Возможность пребывания на сцене. Возможность испытать всю палитру чувств, которая только доступна человеку. Причем в таком объеме, который редко какому драматическому артисту удается охватить. Вы же знаете, что в театре даже талантливые люди играют не всегда то, что хотят.

За то количество лет, что я на сцене, я подобрала себе такой репертуар… Это не только песни, которые нужно было спеть. Это такие баллады, в которых нужно было быть актрисой. Нельзя было не быть актрисой – они требовали этого.
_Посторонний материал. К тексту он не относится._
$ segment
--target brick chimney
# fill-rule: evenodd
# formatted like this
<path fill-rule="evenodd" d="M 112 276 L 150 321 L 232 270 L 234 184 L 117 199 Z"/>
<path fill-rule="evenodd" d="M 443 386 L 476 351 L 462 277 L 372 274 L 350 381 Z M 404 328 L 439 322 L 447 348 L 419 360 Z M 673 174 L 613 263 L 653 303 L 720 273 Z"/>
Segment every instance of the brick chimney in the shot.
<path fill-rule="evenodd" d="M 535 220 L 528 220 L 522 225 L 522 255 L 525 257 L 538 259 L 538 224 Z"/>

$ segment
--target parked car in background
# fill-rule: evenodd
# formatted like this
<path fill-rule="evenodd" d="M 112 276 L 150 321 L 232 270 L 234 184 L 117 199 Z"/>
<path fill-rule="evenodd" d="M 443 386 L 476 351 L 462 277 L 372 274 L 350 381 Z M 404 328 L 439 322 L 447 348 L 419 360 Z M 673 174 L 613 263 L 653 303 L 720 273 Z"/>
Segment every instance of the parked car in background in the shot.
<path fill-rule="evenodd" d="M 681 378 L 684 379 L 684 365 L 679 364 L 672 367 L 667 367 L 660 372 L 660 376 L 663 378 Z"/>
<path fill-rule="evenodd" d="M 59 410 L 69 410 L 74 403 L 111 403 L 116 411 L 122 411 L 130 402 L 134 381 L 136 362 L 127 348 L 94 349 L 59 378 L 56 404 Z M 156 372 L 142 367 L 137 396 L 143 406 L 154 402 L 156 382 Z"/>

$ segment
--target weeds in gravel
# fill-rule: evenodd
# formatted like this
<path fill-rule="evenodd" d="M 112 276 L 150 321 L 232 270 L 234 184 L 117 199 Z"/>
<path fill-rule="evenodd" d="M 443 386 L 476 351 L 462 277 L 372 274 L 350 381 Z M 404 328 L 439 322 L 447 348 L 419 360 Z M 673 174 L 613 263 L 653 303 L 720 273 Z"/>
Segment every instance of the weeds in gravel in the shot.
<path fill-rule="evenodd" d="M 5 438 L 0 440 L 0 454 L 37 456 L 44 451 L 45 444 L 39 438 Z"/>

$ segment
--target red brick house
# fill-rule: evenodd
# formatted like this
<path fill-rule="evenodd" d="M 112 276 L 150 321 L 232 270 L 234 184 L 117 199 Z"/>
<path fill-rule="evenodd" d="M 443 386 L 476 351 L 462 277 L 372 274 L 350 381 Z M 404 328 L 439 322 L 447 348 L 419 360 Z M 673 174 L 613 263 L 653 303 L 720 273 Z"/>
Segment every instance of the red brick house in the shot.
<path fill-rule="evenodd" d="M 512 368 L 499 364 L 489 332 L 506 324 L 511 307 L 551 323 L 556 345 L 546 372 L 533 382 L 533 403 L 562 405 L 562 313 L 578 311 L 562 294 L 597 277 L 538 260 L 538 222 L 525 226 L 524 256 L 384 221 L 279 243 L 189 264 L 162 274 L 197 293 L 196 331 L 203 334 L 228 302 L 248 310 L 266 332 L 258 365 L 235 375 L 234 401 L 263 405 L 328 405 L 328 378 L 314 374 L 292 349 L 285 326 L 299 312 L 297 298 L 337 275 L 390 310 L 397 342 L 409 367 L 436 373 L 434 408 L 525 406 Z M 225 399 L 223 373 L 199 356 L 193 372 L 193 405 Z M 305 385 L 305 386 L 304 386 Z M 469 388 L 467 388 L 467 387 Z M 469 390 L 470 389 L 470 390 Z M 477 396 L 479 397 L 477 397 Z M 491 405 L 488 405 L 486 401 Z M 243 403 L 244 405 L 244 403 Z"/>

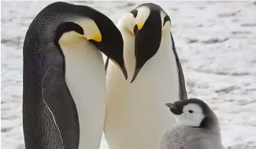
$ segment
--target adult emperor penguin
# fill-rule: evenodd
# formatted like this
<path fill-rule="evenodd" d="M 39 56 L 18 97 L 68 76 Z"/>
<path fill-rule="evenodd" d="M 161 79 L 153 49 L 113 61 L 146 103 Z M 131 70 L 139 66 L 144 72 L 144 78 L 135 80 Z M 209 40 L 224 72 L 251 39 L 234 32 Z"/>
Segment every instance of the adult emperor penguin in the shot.
<path fill-rule="evenodd" d="M 218 118 L 205 102 L 194 98 L 166 106 L 176 125 L 164 133 L 160 149 L 224 149 Z"/>
<path fill-rule="evenodd" d="M 26 149 L 98 149 L 106 108 L 101 52 L 127 78 L 123 46 L 114 24 L 88 6 L 56 2 L 35 16 L 23 48 Z"/>
<path fill-rule="evenodd" d="M 158 148 L 165 129 L 175 123 L 162 105 L 187 99 L 170 25 L 166 13 L 152 3 L 139 5 L 117 24 L 128 79 L 106 64 L 104 132 L 110 149 Z"/>

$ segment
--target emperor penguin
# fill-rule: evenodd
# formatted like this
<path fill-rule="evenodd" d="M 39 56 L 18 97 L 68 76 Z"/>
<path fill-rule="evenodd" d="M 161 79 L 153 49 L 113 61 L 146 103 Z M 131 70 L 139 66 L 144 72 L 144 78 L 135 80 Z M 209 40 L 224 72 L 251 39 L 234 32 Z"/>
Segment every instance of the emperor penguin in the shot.
<path fill-rule="evenodd" d="M 119 30 L 92 8 L 54 2 L 27 31 L 23 128 L 26 149 L 98 149 L 106 111 L 102 53 L 127 78 Z"/>
<path fill-rule="evenodd" d="M 219 121 L 210 107 L 196 98 L 167 103 L 176 125 L 166 130 L 160 149 L 224 149 Z"/>
<path fill-rule="evenodd" d="M 175 124 L 162 105 L 187 99 L 187 92 L 170 26 L 167 13 L 153 3 L 139 5 L 117 25 L 128 78 L 107 61 L 104 133 L 110 149 L 156 149 Z"/>

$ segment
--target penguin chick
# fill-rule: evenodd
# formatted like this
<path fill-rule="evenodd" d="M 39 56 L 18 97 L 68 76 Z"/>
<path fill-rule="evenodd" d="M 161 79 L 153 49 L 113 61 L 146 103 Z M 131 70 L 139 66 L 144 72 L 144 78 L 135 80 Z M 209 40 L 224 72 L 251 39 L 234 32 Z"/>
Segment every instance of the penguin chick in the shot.
<path fill-rule="evenodd" d="M 176 125 L 163 133 L 160 149 L 224 149 L 218 118 L 205 102 L 189 99 L 165 105 Z"/>

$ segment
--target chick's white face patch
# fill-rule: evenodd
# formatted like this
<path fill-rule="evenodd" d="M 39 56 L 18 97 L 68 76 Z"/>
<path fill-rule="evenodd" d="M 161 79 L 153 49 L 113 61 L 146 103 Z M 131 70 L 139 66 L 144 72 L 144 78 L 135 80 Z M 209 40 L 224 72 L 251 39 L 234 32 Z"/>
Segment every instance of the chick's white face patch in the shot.
<path fill-rule="evenodd" d="M 198 127 L 205 118 L 202 107 L 195 104 L 188 104 L 183 108 L 183 113 L 174 115 L 177 124 Z"/>

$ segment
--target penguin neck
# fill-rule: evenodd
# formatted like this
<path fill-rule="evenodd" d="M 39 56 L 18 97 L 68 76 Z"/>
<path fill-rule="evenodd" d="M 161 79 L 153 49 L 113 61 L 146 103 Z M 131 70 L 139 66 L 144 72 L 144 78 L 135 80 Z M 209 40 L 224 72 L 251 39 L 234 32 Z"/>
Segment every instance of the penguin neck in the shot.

Нельзя было не думать о звуковой палитре, очень разной, разнохарактерной, разножанровой. Я вдруг пришла к тому, с чего, собственно, начинала еще в Киеве, когда на первом прослушивании мне было сказано, что я характерная актриса. Причем с тремя восклицательными знаками. Я надолго об этом забыла, но когда стали составляться концертные программы из самых разных произведений, оказалось, что я вдруг существую как характерная актриса, или вдруг как лирическая, или трагическая. Или вовсе одета как клоун. Это такой огромный диапазон для меня, причем с точки зрения исполнителя, именно как актрисы.

ЗРИТЕЛИ ВСЕГДА ВАС ЛЮБИЛИ…

Зрители переживали вместе со мной все то, что я проживала на сцене. Это совершенно невероятные моменты, стоящие отдельно от суеты жизни, от ее грубости. Это что-то сравнимое разве что с прекрасным сном. Или с какими-то мечтами… Я на секундочку представила, что было бы, если бы я пела эти дурацкие, идиотские песни, которые сейчас звучат на девяносто процентов… Этого всего бы не было.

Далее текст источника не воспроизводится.